A vertical film - not in familiar 4:3 or 16:9, but in super-widescreen rotated 90 degrees. Projected on to a 13-metre-tall monolith in the far end of Tate Modern’s Turbine Hall, it glows, flickers and shimmers. Colours blink and flash across what looks like the back wall of the hall, waterfalls run backwards, and dreamlike collages and montages appear before you.
Tacita Dean’s FILM is made using analogue film-making techniques. All created within the camera, the frames of FILM are hand coloured, edits hand spliced and the work itself truly hand made. It’s a celebration of what film can do, pushing many of the “antique” techniques to new levels to produce the effects.
Dean always works with film as material, rather than using digital cameras. For her the tactile nature of film is key - the fact it must be physically cut and stuck together with tape to create edits or run through the camera multiple times to create montages and layers. There is always the element of chance in what is being made with film. A randomness that’s part of the medium and part of the process. With the rise of digital photography and digital editing, however, these laborious physical techniques are becoming unnecessary. Unlike traditional emulsion-based film, it’s easy to cut, fade, vignette, tint - you can infinitely adjust almost anything in a digital format. Whatever goes wrong you can “fix it in post”: clean it up in the edit. Digital saves you time and costs you less. There’s no film to spool and reload, no developing and printing, and you’re less likely to lose shots. You can shoot for unlimited periods, you never need to fit to a roll of film. It’s changeable, sendable, shareable and more reliable to project. Digital is usurping film-based film-making and film projection in almost all areas. Many young people may never have handled film at all, no matter how many photographs they’ve taken or videos they’ve uploaded to Facebook.

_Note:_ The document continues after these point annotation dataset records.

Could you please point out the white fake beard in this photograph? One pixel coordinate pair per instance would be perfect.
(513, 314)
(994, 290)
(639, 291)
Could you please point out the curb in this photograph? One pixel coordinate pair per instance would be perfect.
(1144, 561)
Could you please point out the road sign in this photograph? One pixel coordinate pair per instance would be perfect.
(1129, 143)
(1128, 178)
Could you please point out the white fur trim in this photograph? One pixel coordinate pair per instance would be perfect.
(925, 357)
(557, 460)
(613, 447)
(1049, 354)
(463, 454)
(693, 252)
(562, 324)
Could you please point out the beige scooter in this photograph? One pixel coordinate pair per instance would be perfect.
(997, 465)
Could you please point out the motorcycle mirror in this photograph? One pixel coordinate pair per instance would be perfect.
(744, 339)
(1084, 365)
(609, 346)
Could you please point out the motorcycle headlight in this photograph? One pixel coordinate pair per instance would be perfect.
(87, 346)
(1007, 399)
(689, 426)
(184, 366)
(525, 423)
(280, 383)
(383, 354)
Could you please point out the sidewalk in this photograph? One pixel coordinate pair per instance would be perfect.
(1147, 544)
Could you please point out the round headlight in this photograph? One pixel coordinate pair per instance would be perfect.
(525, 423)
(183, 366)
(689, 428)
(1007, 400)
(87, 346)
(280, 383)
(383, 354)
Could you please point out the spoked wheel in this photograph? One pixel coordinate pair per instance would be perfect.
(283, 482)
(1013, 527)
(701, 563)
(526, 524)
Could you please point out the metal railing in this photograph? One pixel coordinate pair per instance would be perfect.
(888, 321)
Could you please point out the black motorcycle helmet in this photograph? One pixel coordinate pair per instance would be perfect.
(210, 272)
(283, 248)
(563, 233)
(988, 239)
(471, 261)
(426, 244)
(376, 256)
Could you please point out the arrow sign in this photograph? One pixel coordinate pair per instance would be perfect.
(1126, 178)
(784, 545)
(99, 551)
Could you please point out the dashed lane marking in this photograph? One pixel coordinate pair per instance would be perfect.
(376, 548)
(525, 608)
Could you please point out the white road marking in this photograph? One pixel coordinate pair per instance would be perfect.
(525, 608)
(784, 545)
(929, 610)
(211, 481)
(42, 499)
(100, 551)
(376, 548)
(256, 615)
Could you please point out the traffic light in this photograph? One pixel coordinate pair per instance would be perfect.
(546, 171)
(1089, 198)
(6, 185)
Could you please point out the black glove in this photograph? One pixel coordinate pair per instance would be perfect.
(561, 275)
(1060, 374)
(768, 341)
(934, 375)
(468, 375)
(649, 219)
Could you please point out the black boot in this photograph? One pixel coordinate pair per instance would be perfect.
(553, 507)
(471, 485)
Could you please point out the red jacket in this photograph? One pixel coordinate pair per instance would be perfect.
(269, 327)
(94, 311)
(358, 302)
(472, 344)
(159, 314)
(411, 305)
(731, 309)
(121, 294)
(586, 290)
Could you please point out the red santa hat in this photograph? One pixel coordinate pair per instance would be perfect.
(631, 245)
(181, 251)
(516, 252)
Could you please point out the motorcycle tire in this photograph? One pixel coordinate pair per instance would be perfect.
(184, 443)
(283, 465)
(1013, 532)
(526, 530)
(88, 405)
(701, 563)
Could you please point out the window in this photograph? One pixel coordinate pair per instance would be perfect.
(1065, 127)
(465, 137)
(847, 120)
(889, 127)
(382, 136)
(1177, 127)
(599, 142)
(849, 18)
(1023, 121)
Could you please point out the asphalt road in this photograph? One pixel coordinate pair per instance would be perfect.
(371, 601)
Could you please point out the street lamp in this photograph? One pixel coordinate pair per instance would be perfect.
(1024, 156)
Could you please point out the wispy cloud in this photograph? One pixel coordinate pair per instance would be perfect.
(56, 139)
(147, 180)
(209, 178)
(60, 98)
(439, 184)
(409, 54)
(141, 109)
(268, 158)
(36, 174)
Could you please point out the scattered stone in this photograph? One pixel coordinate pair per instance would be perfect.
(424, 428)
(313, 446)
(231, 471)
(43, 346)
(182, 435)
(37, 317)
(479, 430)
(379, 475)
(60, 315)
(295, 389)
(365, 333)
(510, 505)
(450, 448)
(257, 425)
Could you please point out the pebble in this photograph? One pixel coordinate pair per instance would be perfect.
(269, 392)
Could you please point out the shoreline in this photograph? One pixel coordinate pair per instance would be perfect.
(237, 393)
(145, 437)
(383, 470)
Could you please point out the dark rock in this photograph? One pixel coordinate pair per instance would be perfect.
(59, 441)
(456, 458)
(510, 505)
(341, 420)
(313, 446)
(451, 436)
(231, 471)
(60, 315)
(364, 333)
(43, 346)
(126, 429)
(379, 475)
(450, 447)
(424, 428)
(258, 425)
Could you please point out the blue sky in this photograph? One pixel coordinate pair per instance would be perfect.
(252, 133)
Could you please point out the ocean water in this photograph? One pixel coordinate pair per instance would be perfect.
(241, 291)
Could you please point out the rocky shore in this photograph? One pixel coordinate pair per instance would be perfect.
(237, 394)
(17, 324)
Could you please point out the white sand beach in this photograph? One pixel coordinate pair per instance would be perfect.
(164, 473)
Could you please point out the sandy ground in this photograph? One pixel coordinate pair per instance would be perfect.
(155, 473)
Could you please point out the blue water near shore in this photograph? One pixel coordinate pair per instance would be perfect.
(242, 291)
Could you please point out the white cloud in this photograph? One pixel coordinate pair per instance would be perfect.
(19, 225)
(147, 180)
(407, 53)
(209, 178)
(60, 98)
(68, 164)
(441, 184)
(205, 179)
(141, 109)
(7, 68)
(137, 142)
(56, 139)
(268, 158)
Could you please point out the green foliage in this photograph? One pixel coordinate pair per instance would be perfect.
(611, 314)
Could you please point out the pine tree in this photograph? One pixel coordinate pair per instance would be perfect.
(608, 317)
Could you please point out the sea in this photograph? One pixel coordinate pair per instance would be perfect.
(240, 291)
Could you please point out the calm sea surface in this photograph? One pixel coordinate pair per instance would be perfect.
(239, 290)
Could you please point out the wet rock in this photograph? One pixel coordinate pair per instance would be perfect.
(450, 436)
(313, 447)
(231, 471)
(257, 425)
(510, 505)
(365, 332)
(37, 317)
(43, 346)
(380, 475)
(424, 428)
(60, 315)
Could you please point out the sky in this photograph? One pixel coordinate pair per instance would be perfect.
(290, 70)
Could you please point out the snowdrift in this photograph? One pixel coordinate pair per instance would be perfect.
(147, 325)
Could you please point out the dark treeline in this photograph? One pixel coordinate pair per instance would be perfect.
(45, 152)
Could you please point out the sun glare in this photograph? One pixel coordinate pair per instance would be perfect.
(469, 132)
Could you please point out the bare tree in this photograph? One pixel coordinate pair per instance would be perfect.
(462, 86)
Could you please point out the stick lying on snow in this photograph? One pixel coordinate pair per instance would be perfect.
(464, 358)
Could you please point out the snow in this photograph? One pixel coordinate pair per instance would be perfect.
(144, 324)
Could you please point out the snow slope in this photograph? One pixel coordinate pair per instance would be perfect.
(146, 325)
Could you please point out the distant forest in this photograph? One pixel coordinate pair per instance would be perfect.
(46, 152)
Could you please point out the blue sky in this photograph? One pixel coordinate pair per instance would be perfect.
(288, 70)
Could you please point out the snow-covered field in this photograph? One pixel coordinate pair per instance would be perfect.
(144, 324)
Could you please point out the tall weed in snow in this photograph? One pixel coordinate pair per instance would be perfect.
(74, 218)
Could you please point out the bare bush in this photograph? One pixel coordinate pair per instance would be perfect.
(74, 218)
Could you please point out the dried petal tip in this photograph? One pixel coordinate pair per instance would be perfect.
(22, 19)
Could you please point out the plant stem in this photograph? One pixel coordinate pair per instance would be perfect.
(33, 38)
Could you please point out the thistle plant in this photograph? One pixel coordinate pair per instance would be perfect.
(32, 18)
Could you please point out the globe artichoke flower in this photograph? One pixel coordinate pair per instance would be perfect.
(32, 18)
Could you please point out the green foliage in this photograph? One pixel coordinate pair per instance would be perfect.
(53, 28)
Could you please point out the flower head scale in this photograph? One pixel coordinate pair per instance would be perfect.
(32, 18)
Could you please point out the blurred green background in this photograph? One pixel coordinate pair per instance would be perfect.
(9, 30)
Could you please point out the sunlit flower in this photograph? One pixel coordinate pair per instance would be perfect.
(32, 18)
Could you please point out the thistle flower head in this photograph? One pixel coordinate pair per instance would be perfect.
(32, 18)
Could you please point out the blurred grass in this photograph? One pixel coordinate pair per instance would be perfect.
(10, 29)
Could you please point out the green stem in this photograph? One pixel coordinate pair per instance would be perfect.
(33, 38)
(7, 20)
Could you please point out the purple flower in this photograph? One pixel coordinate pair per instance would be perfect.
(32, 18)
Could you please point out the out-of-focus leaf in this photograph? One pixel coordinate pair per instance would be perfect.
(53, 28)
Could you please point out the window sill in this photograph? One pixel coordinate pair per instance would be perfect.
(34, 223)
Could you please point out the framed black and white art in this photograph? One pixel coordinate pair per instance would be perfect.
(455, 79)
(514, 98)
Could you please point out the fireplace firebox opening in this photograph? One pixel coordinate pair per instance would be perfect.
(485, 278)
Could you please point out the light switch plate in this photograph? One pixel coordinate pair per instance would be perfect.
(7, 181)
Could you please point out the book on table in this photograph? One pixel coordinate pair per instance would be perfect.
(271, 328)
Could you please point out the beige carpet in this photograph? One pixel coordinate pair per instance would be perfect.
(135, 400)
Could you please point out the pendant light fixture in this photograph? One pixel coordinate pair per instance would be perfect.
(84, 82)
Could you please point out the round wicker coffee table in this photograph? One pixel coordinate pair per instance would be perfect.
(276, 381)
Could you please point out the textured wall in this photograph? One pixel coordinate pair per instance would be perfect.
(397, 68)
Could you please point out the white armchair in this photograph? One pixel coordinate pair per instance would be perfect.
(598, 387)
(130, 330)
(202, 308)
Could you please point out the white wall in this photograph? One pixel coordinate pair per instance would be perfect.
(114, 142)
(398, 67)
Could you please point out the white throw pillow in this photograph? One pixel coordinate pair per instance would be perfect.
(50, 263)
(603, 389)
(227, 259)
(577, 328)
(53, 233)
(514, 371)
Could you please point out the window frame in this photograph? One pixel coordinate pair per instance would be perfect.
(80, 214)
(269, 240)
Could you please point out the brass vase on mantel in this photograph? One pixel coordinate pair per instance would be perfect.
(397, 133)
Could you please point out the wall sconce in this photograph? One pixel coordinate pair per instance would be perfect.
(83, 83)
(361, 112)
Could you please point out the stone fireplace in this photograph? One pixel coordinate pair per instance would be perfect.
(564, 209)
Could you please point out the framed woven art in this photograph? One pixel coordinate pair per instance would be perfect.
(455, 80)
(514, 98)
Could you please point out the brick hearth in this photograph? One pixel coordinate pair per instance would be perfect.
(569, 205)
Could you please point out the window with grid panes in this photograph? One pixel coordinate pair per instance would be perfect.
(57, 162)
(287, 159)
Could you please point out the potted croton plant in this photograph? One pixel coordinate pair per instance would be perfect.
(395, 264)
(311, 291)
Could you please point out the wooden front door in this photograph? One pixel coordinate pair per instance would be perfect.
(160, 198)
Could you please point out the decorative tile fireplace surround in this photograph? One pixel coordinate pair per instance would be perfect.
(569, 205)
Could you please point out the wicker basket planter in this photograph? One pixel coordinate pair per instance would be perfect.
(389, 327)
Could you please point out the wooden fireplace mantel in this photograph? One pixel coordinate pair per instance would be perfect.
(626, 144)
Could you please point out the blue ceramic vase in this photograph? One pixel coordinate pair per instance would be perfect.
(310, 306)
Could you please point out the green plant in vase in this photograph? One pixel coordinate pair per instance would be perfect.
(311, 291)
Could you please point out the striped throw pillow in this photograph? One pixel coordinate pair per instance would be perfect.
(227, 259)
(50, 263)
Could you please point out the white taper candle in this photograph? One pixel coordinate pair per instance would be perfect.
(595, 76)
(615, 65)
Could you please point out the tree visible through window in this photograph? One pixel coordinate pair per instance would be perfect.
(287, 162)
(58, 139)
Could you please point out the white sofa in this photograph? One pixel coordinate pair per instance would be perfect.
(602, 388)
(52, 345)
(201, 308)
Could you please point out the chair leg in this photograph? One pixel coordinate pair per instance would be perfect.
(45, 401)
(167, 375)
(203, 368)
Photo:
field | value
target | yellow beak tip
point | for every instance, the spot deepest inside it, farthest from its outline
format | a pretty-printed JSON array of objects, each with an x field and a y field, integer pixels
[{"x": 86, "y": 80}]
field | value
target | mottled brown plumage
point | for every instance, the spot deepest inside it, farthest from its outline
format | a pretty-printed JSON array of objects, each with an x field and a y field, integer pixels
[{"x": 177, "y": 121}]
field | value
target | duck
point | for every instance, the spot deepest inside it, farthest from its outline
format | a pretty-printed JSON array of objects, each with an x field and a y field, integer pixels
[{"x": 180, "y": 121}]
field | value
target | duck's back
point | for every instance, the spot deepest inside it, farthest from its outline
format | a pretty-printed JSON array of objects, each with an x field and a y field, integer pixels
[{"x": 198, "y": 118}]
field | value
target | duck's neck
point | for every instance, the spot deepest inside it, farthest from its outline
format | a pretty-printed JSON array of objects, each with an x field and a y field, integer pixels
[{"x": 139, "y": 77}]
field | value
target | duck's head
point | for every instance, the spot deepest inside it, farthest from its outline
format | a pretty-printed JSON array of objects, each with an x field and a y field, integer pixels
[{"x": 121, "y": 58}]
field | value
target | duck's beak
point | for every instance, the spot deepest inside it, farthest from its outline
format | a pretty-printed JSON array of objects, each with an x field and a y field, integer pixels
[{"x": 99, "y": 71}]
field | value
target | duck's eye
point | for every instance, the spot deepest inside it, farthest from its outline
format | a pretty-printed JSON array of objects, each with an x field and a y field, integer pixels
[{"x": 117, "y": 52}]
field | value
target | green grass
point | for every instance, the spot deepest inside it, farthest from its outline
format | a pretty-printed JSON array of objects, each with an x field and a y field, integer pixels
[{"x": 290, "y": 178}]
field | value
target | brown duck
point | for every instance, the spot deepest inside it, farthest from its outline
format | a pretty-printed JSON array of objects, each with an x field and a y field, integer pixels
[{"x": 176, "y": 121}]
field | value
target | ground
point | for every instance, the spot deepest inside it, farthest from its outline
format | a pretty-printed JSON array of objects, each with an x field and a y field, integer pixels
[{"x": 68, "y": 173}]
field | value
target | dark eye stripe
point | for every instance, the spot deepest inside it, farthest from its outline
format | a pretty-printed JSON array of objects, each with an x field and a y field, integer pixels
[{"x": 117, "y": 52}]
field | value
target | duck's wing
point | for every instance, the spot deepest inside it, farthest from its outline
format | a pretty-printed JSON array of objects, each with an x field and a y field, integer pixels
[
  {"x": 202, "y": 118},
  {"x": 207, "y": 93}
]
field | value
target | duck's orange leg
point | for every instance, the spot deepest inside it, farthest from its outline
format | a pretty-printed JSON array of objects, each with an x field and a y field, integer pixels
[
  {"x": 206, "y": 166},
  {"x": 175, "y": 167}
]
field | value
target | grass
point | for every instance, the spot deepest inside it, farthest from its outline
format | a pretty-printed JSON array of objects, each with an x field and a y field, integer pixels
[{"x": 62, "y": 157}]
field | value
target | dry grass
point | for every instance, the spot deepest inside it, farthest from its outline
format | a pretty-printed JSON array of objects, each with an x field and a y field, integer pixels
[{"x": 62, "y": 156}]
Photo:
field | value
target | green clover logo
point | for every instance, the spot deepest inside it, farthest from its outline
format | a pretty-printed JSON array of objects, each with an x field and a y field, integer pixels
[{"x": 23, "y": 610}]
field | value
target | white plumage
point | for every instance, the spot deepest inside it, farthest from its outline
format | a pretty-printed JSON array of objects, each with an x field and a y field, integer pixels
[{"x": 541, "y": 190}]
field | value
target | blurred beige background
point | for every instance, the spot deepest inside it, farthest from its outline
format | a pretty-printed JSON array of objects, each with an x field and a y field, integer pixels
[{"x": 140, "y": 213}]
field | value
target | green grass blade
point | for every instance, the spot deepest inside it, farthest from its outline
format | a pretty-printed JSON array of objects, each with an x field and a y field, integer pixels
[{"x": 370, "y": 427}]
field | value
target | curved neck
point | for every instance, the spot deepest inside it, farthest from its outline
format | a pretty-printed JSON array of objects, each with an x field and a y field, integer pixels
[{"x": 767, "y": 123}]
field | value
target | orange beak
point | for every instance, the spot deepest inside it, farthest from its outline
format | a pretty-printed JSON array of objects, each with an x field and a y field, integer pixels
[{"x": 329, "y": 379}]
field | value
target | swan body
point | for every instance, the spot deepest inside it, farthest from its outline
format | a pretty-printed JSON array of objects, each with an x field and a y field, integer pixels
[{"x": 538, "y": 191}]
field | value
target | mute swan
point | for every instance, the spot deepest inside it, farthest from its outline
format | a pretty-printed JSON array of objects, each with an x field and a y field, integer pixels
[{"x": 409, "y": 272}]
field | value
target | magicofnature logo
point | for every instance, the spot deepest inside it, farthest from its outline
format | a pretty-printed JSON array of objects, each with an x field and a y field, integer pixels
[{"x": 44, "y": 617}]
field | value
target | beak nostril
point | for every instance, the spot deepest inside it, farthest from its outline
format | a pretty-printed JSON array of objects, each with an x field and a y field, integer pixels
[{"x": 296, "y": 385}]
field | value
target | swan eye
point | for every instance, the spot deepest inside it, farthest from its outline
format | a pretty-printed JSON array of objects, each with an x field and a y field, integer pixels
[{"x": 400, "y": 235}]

But in our rush to embrace the new, are we forgetting the craft skills of filmmaking? Can digital really do all that film can? Or is our attachment to physical objects clouding our vision, and is the pixel essentially the same as the grain?
I asked Tate’s film makers what they thought about shooting on film and digital. Kate Vogel, Producer and Lead on long format films says:
“With film, you become more aware of what you are shooting - due to its very nature you are limited, you can’t go on shooting indefinitely as you can with digital - you inevitably become more aware of the film that you are making during the filming process, which would be a shame to lose…”
Nick Aldridge, Producer of weekly video podcast Tate Shots says:
“Although film is an incredible medium, creating an image digital formats have never been able to replicate, due to the nature of TateShots (with it’s quick turnaround and small budget), film has never really been an option for me. I hope it doesn’t disappear completely as working with film leaves no room lazy filmmaking, it forces you to strive for perfection, but I do fear there won’t be a place for it in the modern world.”
What do you think?
Are we prioritising digital without analysing whether it is a good idea to discard the analogue?